Sunday, October 30, 2011

Seven Times Twenty Makes One Hundred Forty

The girls came along for yesterday's firewood run. I told them to wait in the truck while I felled a couple of trees. The first, a 12-inch blue spruce, went as planned. The second, a 12-inch cottonwood, was hollow in the middle and broke off while I cut it, falling directly into the middle of the creek. So, instead of two nice trees to buck and load, I had just one, . . ., and an old top that someone had left, and a dead oak stem, and a broken juniper, and on and on. The girls started loading the truck, but it was one of those days where we were picking and plucking, one six inch stick at a time. It was going to take us all day to fill the truck.

About that time, I decided to take a whack at the butt end of an old Douglas fir that someone had felled and left laying on the hillside above the truck. It was 21 inches in diameter, nine or ten feet long, and wedged between some boulders. I could see why they had left it. Because my saw has a 16 inch bar, I had to cut half of it from one side, and then go around and cut the other half from the other side. I got one round off without hitting a rock, and Valerie rolled it down to the truck. I almost quit there, but decided to try the other end. Fortunately, it broke off before I got to the bottom, so I didn't have to risk hitting a rock on that one. At that point, the log was small enough—six or seven feet—that I could pick up one end and flip it over. I only strained three muscles doing it, and it put the log out into the open, away from the boulders. I was able to make four more cuts, rolling the log to avoid cutting all the way to the ground, and voila, we had seven rounds to put on the truck. It was all I could do to lift each one, but when I was done the truck was FULL. It had turned out to be a good morning after all.
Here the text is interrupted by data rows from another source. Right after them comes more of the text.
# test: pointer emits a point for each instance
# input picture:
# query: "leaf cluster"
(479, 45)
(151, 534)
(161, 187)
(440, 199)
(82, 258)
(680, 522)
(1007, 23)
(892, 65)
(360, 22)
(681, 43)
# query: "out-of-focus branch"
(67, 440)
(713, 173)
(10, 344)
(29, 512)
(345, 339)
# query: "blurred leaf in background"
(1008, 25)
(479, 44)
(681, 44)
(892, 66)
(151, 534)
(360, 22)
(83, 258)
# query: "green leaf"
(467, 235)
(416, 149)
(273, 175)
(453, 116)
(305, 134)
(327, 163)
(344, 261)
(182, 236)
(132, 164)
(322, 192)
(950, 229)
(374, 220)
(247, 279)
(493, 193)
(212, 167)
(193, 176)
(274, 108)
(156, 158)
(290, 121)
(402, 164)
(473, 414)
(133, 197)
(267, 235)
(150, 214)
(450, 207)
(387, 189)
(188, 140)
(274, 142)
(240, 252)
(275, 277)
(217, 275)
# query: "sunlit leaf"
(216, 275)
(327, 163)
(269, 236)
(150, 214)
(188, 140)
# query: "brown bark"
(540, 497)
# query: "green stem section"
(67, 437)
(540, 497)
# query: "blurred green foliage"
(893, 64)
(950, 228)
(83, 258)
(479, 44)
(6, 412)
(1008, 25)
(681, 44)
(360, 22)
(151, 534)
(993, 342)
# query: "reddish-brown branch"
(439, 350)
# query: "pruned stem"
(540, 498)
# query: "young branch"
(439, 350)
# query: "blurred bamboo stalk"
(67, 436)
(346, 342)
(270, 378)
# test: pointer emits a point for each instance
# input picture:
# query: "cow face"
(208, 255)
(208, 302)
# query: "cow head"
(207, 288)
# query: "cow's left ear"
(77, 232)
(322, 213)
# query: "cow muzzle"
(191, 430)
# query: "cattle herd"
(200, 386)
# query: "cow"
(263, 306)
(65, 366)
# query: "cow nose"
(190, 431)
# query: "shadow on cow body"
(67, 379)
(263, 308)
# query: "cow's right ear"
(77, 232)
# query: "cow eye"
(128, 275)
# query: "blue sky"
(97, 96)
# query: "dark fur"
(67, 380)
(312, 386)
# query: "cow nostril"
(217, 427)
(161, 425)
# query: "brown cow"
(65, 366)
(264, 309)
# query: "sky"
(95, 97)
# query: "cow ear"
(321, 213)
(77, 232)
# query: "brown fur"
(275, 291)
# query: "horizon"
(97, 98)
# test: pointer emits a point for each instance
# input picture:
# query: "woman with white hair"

When we got home, I put one of those rounds on my chopping block. I split the whole thing just to see what it would yield. I got 20 pieces of firewood out of one round. I didn't split all seven rounds, but, by my math, that would make 140 chunks of firewood. Each morning when I get up, I burn four or five chunks of wood to warm the house before the girls get out of bed. Without complicating this post by including too many lengthy calculations, I would say that our seven disks of 21 inch Doug fir will give us about one month of warm mornings.